Error: Invalid provider configuration

[7adityaraj]

Description

I am trying to use the provider alias in ACM module with the latest tag but it returns a provider error. Can someone please confirm that this is not an issue with the module? I have been using the provider alias for other configs and it's working fine.
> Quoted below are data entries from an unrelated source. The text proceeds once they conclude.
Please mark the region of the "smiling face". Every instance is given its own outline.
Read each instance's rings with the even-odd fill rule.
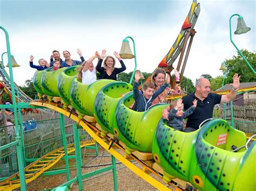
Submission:
[[[63,52],[63,56],[65,58],[66,60],[70,60],[70,54],[68,51],[64,51]]]
[[[165,82],[166,73],[161,68],[157,69],[152,74],[152,82],[156,86],[156,89],[163,85]]]
[[[44,62],[44,59],[39,60],[38,60],[38,63],[39,63],[39,65],[41,66],[45,66],[45,63]]]
[[[103,62],[104,68],[106,69],[112,69],[113,70],[116,65],[116,61],[111,56],[107,56]]]
[[[143,91],[143,95],[147,99],[149,99],[153,96],[153,94],[154,94],[154,88],[147,87],[146,90],[143,89],[142,91]]]
[[[113,65],[114,64],[114,60],[111,58],[109,58],[106,61],[106,65],[108,68],[112,68]]]
[[[211,91],[211,84],[209,80],[205,78],[198,80],[196,84],[195,95],[201,100],[204,100],[208,96]]]
[[[57,69],[60,68],[60,62],[59,61],[56,61],[53,62],[53,66]]]
[[[60,54],[58,52],[53,52],[52,53],[52,55],[55,60],[59,60],[60,58]]]
[[[178,117],[181,117],[183,115],[183,114],[184,113],[184,107],[183,105],[180,107],[179,109],[178,109],[178,111],[176,112],[176,115]]]

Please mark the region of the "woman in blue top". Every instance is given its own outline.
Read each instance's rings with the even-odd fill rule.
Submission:
[[[84,58],[82,55],[81,50],[79,48],[77,49],[77,54],[79,54],[81,61],[78,60],[72,60],[70,58],[71,54],[68,51],[63,51],[63,56],[65,58],[65,62],[62,63],[61,67],[63,68],[64,67],[70,67],[75,65],[80,65],[84,61]]]
[[[124,72],[126,69],[126,67],[124,62],[121,59],[120,55],[117,52],[114,52],[114,55],[120,62],[121,68],[115,68],[116,60],[114,58],[111,56],[107,56],[103,62],[103,67],[102,67],[102,62],[106,56],[105,49],[103,49],[99,60],[96,66],[97,70],[99,73],[99,79],[110,79],[117,80],[117,75]]]

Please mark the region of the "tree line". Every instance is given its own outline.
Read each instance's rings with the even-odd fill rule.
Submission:
[[[241,52],[249,63],[251,63],[252,68],[256,68],[255,51],[251,52],[247,49],[242,49]],[[203,74],[200,76],[201,77],[205,77],[209,80],[211,82],[211,88],[212,90],[214,91],[221,87],[224,75],[225,72],[226,72],[226,76],[225,81],[225,84],[232,83],[233,76],[235,73],[239,74],[241,76],[240,79],[240,82],[256,81],[256,76],[254,74],[251,69],[247,65],[246,62],[238,53],[237,53],[237,55],[233,56],[231,59],[226,59],[225,62],[226,63],[226,70],[223,72],[223,75],[220,75],[213,78],[210,74]],[[145,77],[145,80],[144,80],[143,82],[144,82],[148,77],[150,77],[152,75],[152,73],[147,72],[143,72],[143,74]],[[132,74],[132,72],[129,73],[123,72],[118,74],[117,80],[120,81],[129,83]],[[173,79],[173,76],[172,77]],[[133,83],[133,81],[134,79],[132,81],[132,84]],[[194,91],[194,86],[192,80],[186,76],[183,77],[181,86],[181,88],[185,88],[188,93]],[[32,98],[35,98],[36,95],[37,94],[33,86],[33,81],[32,79],[26,80],[25,84],[21,86],[20,88],[25,94]],[[3,102],[10,102],[10,100],[8,98],[9,95],[7,94],[4,94],[2,96]]]

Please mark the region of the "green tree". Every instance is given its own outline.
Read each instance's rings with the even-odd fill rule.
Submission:
[[[215,91],[217,89],[221,87],[222,82],[223,81],[223,76],[219,76],[215,78],[212,78],[210,81],[211,82],[211,89]]]
[[[26,80],[25,81],[25,86],[23,85],[19,87],[28,96],[34,98],[37,92],[34,88],[33,86],[33,79]]]
[[[187,90],[187,93],[191,93],[194,91],[194,86],[191,79],[185,76],[182,77],[181,83],[180,86],[182,89],[185,88]]]
[[[242,54],[254,69],[256,69],[256,53],[248,51],[247,49],[241,51]],[[226,60],[227,77],[225,79],[225,83],[233,82],[233,76],[237,73],[240,76],[240,82],[250,82],[256,81],[256,75],[254,75],[251,68],[247,65],[242,56],[238,53],[237,55]],[[225,72],[225,71],[224,72]]]
[[[212,76],[208,74],[202,74],[200,77],[206,78],[209,81],[212,78]]]

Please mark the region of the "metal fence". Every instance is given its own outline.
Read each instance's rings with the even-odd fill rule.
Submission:
[[[28,131],[23,131],[24,157],[25,159],[28,159],[26,160],[25,166],[49,152],[63,146],[59,127],[59,119],[52,118],[53,116],[59,117],[58,114],[56,116],[52,115],[52,118],[49,119],[50,116],[44,115],[45,118],[49,117],[48,119],[44,119],[36,121],[36,126],[35,128]],[[30,116],[25,118],[25,120],[30,120],[31,118],[33,117]],[[65,117],[64,119],[67,144],[73,143],[73,121],[68,117]],[[25,122],[23,124],[26,123],[31,122]],[[4,132],[4,129],[5,126],[0,127],[0,146],[5,145],[15,140],[15,133],[11,136],[6,136],[6,133]],[[83,129],[80,129],[79,131],[80,140],[91,139],[88,133]],[[13,146],[0,150],[0,178],[10,176],[17,171],[18,162],[16,146]]]

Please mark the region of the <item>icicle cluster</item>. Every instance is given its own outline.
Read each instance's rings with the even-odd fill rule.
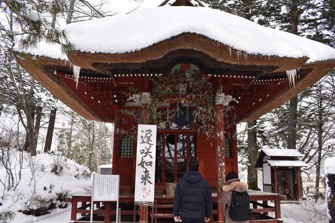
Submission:
[[[289,83],[290,83],[290,86],[292,86],[292,83],[293,84],[293,87],[295,89],[295,82],[294,82],[295,77],[297,76],[297,69],[294,69],[291,70],[286,71],[286,75],[289,78]]]
[[[78,79],[79,79],[79,74],[80,72],[80,67],[72,64],[72,67],[73,69],[73,77],[76,83],[75,89],[78,89]]]

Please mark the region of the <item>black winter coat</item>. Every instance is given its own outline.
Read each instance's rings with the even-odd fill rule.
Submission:
[[[175,190],[175,216],[210,218],[212,193],[208,182],[198,171],[189,171],[178,181]]]

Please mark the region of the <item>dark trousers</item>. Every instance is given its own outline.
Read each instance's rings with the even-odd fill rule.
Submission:
[[[205,218],[190,218],[181,217],[182,223],[205,223]]]

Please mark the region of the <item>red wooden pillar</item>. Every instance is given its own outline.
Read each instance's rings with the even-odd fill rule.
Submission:
[[[300,199],[300,179],[299,176],[299,167],[297,167],[297,184],[298,184],[298,200]]]
[[[117,165],[119,159],[119,153],[120,149],[119,143],[120,140],[120,126],[121,124],[121,113],[120,112],[119,107],[117,105],[111,106],[111,109],[113,109],[115,113],[115,121],[114,122],[114,138],[113,142],[113,163],[115,164],[113,165],[113,168],[112,169],[112,174],[114,175],[119,175],[119,165]]]
[[[148,206],[140,206],[140,223],[148,223]]]
[[[218,204],[220,203],[221,198],[221,191],[222,187],[224,183],[225,167],[224,167],[224,151],[223,145],[224,145],[224,116],[222,114],[223,106],[222,105],[215,105],[215,112],[216,113],[216,121],[217,124],[215,125],[215,134],[216,134],[216,170],[217,173],[217,199]],[[218,221],[223,221],[223,207],[218,205],[217,215]]]
[[[275,175],[275,193],[278,193],[278,185],[277,185],[277,167],[273,167],[274,170],[274,175]]]

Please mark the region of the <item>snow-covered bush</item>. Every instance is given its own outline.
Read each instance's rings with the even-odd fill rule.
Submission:
[[[23,159],[21,183],[15,190],[4,192],[0,198],[0,212],[11,210],[35,216],[44,214],[53,208],[66,207],[66,197],[91,188],[89,171],[70,159],[56,164],[56,174],[52,171],[55,166],[54,156],[37,154],[31,159],[25,152],[23,156],[27,157]],[[0,167],[0,175],[4,171]],[[0,191],[4,191],[4,187],[0,185]]]

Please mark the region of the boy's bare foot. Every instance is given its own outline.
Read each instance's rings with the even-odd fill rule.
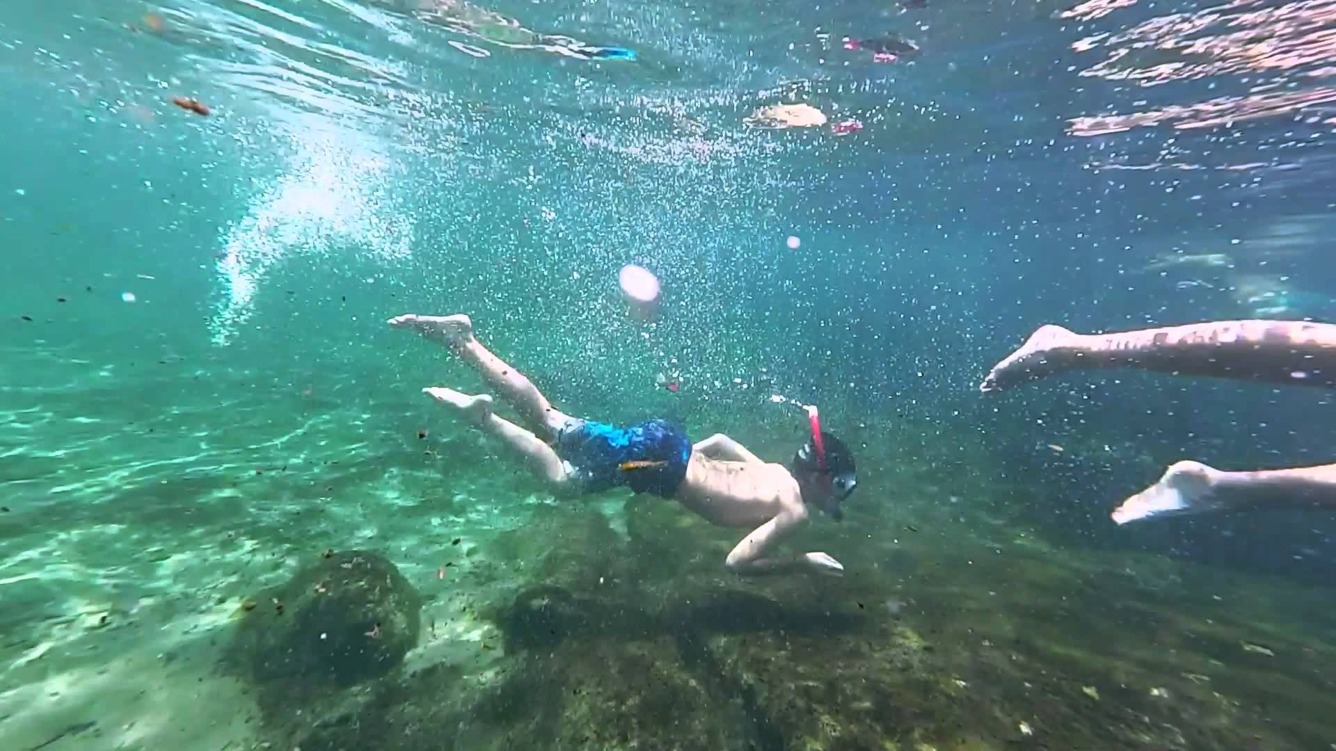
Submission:
[[[1051,323],[1039,326],[1021,345],[1021,349],[993,366],[993,370],[979,384],[979,390],[985,394],[998,392],[1015,386],[1022,381],[1045,376],[1047,371],[1057,369],[1055,365],[1050,365],[1050,359],[1057,359],[1062,347],[1074,346],[1078,341],[1079,337],[1077,334],[1062,326]]]
[[[824,573],[827,576],[844,576],[844,567],[840,563],[826,553],[803,553],[803,561],[811,571],[818,573]]]
[[[473,321],[468,315],[395,315],[389,321],[395,329],[413,329],[429,339],[458,345],[473,338]]]
[[[482,425],[482,421],[492,414],[492,397],[489,394],[477,394],[470,397],[469,394],[456,392],[454,389],[445,389],[442,386],[430,386],[422,389],[422,393],[445,406],[454,408],[473,425]]]

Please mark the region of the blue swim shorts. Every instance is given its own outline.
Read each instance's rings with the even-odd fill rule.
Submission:
[[[625,485],[637,493],[669,498],[687,477],[691,440],[665,420],[616,428],[593,420],[572,420],[557,433],[557,456],[585,493]],[[663,462],[623,469],[624,462]]]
github.com:terraform-aws-modules/terraform-aws-acm.git?ref=v4.1.0

terraform configs

provider "aws" { alias = "sre-dev" region = "us-east-1" assume_role { role_arn = "arn:aws:iam::6360000008:role/terraform" } } provider "aws" { alias = "sre-ops" region = "us-east-1" assume_role { role_arn = "arn:aws:iam::1790000008:role/terraform" } } terraform { required_version = "1.2.2" required_providers { aws = { source = "hashicorp/aws" } } } module "cert" { source = "git@github.com:terraform-aws-modules/terraform-aws-acm.git?ref=v4.1.0" providers = { aws = aws.sre-ops } create_certificate = true wait_for_validation = true validate_certificate = true dns_ttl = 3600 domain_name = local.domain_name["sre_master"] zone_id = local.zone_id["sre_master"] subject_alternative_names = local.subject_alternative_names["sre_master"] tags = merge(local.aws_tags, { Name = "${local.aws_tags.project}-acm_sre_master" account_id = data.aws_caller_identity.current.account_id }) } locals { aws_tags = { project = "sre" environment = DEV department = "engineering" service = "acm" role = "acm" git_repo = "terraform-sre/services/certificates" } subject_alternative_names = { sre_master = [ "*.sre.abc.com", ] } domain_name = { "sre_master" = "sre.abc.com" } zone_id = { "sre_master" = "Z3HV12435SDGFG" } }

• [x] ✋ I have searched the open/closed issues and my issue is not listed.

⚠️ Note

Before you submit an issue, please perform the following first:

1. Remove the local .terraform directory (! ONLY if state is stored remotely, which hopefully you are following that best practice!): rm -rf .terraform/ ✅
2. Re-initialize the project root to pull down modules: terraform init ✅
3. Re-attempt your terraform plan or apply and check if the issue still persists - yes

Versions

• Module version [Required]: v4.1.0

• Terraform version: Terraform v1.2.2 on darwin_amd64

• Provider version(s):

├── provider[registry.terraform.io/hashicorp/aws]
└── module.cert
    └── provider[registry.terraform.io/hashicorp/aws] >= 4.12.0

Reproduction Code [Required]

terraform plan

 Error: Invalid provider configuration
│
│ Provider "registry.terraform.io/hashicorp/aws" requires explicit configuration. Add a provider block to the root module and configure the provider's required arguments as described in the provider documentation.
│
╵
╷
│ Error: error configuring Terraform AWS Provider: error validating provider credentials: error calling sts:GetCallerIdentity: operation error STS: GetCallerIdentity, failed to resolve service endpoint, an AWS region is required, but was not found
│
│   with provider["registry.terraform.io/hashicorp/aws"],
│   on <empty> line 0:
│   (source code not available)

Steps to reproduce the behavior:

NO YES

Expected behavior

error with provider block

Actual behavior

the alias should be honored for different account

Terminal Output Screenshot(s)

Additional context

When i add a block without alias, it does work with the given account.

[antonbabenko]

error validating provider credentials indicates that you don't have the correct AWS permissions to do what is necessary. I am pretty sure there is something wrong (sts:GetCallerIdentity should succeed).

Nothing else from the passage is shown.